A BP company logo is displayed on a fuel pump on the forecourt of a gas station operated by BP Plc in London, U.K.
Chris Ratcliffe | Bloomberg | Getty Images
Energy giant BP reported better-than-expected second-quarter profits on Tuesday, citing a solid upstream and downstream performance.
U.K.-based BP posted second-quarter underlying replacement cost profit, used as a proxy for net profit, of $2.8 billion, versus $2.5 billion expected in a Reuters poll. That compared with a profit of $2.8 billion over the same period a year earlier and $2.4 billion in the first three months of 2019.
“I think the numbers are good. This is about the 10th quarter in a row now they have been above our expectations,” Bob Dudley, chief executive of BP, told CNBC’s “Squawk Box Europe” on Tuesday.
“It is a good quarter — a strong quarter,” he added.
The company’s second-quarter results come after France’s Total reported an almost 20% fall in second-quarter adjusted net profit last week.

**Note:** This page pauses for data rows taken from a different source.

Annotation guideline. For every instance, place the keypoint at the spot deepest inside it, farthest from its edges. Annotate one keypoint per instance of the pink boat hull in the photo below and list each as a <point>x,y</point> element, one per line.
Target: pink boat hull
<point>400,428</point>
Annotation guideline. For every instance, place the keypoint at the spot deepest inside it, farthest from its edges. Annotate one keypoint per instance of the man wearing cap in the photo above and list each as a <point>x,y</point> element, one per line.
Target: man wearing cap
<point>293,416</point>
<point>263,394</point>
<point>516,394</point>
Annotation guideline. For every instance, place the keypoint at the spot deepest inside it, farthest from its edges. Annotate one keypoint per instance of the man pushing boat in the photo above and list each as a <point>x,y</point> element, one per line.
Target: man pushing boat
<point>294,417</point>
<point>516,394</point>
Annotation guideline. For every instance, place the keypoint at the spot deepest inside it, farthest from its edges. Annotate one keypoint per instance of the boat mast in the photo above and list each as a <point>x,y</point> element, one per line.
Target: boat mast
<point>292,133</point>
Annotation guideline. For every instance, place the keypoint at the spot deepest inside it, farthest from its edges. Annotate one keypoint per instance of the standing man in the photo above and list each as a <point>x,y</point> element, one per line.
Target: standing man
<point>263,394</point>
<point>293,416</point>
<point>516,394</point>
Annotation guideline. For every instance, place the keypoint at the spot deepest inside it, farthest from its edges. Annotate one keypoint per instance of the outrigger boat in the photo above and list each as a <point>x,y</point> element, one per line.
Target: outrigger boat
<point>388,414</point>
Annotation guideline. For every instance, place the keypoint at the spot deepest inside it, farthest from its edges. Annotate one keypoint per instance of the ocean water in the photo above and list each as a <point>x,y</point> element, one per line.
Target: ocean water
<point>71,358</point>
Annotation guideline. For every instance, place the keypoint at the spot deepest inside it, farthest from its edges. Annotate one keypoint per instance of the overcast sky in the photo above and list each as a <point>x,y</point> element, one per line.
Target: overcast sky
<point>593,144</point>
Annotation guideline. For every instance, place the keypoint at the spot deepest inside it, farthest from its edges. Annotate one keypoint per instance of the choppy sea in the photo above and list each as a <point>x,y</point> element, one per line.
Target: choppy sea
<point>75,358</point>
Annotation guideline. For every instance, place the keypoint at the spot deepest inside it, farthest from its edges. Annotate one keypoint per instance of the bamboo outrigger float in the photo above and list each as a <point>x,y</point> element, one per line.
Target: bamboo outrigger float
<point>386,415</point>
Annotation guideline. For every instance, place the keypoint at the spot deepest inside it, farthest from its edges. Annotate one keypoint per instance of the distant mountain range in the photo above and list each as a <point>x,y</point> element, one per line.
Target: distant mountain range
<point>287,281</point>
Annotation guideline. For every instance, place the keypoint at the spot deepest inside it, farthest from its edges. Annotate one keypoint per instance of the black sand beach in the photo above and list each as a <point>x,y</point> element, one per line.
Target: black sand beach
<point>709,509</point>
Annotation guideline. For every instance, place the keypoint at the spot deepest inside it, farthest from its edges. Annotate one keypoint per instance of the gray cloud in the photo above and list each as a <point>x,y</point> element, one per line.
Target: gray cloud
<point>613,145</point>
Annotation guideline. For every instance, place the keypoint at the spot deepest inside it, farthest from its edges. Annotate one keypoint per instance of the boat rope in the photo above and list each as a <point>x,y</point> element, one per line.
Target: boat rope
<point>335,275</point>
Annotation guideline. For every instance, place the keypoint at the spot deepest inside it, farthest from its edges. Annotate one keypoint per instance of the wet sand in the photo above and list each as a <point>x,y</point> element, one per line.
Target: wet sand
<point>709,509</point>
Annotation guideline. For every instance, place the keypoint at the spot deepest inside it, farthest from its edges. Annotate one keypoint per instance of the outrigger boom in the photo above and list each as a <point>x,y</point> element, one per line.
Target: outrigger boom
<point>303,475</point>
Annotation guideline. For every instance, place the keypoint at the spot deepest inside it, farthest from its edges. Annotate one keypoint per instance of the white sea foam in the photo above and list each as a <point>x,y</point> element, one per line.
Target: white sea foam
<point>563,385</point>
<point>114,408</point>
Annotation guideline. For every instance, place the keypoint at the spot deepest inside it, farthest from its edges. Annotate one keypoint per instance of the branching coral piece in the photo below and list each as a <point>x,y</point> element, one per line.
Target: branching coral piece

The Paris-listed firm cited unfavorable market conditions for the first-half of the year, including low oil prices, sharp declines in gas prices and sliding refining margins.
International benchmark Brent crude has fallen more than 13% since the end of the first quarter, with U.S. West Texas Intermediate (WTI) down 12% over the same period.
Many of the world’s other major oil and gas companies are scheduled to report their latest quarterly figures over the coming days.
Anglo-Dutch energy giant Royal Dutch Shell is due to publish its second-quarter results on Thursday, with U.S.-based Exxon Mobil and Chevron set to report on Friday.